When I first heard of this idea about humility it was in the context of the philosopher Friedrich Nietzsche in something he calls the master-slave morality, which is similar to what you just described (people on the top wanting everyone else to remain 'humble' for the 'good' of society).
Nietzsche says this is bullshit. He argues we are all capable to release immense levels of creativity through the 'will to power' (rising above the general herd instinct of the masses) and by living an unconventional lifestyle. However, VERY few people choose to do this. (According to Nietzsche it's only something like one person a century).
Nietzsche's philosophy is brilliant, but is also the most misunderstood of the many philosophers I have read. I'd highly recommend his books to anyone.

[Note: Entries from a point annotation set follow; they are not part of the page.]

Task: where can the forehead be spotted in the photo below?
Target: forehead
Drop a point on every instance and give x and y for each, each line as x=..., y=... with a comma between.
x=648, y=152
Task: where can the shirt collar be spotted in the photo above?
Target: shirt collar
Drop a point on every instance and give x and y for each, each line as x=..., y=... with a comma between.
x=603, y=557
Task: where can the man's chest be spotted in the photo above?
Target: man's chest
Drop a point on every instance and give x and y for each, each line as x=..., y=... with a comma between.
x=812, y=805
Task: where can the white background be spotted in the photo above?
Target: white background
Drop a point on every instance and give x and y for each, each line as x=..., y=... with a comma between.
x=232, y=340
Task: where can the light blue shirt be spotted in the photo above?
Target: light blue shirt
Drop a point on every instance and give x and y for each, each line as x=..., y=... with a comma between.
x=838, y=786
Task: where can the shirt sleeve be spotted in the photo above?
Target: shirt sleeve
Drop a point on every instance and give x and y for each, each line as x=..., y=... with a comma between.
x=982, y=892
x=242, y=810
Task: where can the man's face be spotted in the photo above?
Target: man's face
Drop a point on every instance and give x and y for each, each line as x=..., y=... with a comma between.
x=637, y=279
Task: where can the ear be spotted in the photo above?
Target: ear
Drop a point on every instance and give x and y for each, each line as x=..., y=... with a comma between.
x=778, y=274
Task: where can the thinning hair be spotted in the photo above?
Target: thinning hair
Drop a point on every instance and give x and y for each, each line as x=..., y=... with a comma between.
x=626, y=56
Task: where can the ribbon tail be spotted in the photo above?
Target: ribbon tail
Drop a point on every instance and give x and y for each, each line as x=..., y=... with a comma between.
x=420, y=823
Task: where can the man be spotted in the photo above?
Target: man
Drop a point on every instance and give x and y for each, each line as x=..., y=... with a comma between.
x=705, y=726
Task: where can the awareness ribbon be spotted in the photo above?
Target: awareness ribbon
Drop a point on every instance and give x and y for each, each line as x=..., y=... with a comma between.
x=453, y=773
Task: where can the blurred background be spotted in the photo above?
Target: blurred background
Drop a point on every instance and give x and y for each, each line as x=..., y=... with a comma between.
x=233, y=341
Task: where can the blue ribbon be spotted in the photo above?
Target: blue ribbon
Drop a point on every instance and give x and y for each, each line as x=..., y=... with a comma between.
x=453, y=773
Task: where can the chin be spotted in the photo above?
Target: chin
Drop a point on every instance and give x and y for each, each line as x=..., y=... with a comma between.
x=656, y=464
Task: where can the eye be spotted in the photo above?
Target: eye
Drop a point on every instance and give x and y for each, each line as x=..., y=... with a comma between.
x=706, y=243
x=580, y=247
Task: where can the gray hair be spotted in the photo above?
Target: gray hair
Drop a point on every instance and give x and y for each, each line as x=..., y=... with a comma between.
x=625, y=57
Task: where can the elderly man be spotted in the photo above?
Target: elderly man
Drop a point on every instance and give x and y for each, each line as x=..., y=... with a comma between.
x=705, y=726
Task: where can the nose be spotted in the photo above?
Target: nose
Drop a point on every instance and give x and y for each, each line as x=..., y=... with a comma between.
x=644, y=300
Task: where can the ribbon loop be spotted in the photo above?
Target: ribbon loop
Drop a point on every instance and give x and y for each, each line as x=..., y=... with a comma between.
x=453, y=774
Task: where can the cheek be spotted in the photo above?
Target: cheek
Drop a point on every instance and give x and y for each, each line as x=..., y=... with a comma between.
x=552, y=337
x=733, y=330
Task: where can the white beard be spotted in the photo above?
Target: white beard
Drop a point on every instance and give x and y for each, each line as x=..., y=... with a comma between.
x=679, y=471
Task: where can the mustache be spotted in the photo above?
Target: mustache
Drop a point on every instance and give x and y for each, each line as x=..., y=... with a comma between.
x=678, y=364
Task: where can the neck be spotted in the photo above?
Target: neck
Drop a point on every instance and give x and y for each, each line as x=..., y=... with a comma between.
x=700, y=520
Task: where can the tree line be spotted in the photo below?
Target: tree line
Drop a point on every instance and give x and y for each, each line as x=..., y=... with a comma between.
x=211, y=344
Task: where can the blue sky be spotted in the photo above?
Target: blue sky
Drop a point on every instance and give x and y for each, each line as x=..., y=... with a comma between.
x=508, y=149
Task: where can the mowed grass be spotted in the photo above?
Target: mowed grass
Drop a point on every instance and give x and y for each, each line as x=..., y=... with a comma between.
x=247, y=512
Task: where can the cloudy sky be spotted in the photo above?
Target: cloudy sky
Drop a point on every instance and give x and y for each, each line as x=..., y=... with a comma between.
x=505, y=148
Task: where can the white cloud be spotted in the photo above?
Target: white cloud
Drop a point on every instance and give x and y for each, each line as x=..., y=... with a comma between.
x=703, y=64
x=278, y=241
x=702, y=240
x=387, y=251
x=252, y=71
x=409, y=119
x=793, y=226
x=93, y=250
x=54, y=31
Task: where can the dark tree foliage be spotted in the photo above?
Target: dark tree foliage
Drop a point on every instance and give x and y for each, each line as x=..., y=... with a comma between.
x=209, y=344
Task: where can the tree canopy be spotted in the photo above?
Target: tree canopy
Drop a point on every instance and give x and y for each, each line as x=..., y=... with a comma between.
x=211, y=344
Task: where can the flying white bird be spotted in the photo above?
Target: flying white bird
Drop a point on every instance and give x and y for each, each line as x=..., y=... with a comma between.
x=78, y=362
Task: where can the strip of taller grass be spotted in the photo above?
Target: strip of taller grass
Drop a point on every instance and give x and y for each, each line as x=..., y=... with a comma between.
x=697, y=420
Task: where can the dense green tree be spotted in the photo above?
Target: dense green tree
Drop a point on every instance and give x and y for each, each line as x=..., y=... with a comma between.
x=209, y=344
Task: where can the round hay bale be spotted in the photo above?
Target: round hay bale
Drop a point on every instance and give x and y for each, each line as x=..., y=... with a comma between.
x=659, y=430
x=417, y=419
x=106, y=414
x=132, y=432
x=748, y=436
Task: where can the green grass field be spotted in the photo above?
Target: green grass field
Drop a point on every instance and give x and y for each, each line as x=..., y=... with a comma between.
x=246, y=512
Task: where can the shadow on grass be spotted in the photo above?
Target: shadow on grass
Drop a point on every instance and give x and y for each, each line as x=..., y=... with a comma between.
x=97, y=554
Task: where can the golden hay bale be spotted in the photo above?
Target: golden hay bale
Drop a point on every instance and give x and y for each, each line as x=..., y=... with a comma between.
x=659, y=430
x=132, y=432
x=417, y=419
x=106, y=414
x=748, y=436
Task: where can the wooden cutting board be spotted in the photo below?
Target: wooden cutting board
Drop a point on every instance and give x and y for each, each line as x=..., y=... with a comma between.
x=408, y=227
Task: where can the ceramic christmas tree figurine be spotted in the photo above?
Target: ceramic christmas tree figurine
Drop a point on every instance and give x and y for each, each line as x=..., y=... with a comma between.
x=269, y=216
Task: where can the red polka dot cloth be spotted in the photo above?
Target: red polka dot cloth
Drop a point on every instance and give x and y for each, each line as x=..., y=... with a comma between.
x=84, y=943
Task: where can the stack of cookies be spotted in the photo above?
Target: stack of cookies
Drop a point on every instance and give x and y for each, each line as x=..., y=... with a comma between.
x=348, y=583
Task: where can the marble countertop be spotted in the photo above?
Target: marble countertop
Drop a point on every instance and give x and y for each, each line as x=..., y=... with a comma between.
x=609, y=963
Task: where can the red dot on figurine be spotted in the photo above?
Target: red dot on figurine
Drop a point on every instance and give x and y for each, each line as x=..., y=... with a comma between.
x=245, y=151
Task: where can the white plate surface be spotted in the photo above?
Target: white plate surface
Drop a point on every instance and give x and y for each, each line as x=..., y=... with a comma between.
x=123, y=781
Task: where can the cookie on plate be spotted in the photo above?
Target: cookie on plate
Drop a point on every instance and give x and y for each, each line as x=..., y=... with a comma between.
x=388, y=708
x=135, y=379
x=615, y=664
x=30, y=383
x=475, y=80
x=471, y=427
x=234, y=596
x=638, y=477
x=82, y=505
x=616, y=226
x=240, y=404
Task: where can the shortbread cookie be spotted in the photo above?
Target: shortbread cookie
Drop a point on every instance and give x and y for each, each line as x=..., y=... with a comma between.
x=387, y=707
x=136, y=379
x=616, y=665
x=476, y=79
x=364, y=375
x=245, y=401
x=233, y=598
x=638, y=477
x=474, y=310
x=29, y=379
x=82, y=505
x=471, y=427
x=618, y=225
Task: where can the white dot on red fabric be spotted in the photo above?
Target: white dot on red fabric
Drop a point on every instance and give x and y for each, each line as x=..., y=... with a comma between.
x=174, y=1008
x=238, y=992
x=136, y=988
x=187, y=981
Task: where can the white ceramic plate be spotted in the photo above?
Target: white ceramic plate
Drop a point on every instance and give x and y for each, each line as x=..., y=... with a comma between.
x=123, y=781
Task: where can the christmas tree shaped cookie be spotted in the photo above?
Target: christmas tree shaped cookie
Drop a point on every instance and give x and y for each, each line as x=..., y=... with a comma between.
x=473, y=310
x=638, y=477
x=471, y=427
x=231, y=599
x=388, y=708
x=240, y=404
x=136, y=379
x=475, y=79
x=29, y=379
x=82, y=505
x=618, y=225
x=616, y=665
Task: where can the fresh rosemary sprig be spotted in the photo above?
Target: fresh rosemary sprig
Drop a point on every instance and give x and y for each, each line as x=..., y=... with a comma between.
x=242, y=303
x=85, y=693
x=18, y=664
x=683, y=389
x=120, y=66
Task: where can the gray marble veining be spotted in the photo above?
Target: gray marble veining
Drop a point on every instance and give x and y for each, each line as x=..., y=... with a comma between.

On the Genealogy of Morality is a good one to start out with.
Your liberal arts friend and philosophy major, Amanda Hochstatter
I just want to take care of my family and help people. If that can happen that I will give the world.
Well put Brian,
I myself have trouble being modest because the culture I come from requires that whoever puts the most emotion into the story wins. No matter how big or small the story, or even having to be a story at all. ...Plus when your at the bottom, sometimes the only way to make yourself feel good is to exaggerate the situation. Which is how I got through most of my life.
I'm not trying to give an excuse here. I agree that it is more important to be modest, especially the higher your status grows.
On another note (that also relates) my father always told me that "the honest man has nothing to worry about." I've said that many times over the years and it helped me get through tough situations focusing on that if I am wrong in a situation or if my feelings are misunderstood, it becomes a learning opportunity (no matter how hard.) So it's a win win motto regardless and if your honest with your emotions. Then who really cares what anyone else has to say? Just respect others feelings as well, especially if the crows requires it to be toned down.
I think you outline a very powerful point, Sebastian.
I think to supplement what you've said, which I do agree to some extent with, humility is often co-opted by the vain to supercharge their achievements.
I know of many people who have accomplished a lot, and will intentionally act humble, not because they are self-aware enough of their shortcomings or ignorance, but because they know others will be able to praise not only their achievements but also their character.
I find that sickening. It's inauthentic and disingenuous.
Be humble because you are thoughtful and self-aware. Not so that others can inflate your ego even more.
Weeeelllll, I do respect experience a lot. It's not like, *applicably* useful a lot of the time (what with the rate of change being what it is) but it also grants perspective.
I agree, though, that being humble is a way to make the younger generation conform to "the way things are done." Look at it this way; the troops have to be 'paid' and you have a whole generation who showed up and did what they were told, which makes both them, AND those in power extremely vested in putting your in your place.
Don't let them stop you, but don't ever expect them to like you for it. The old guard is dying, and they blame us.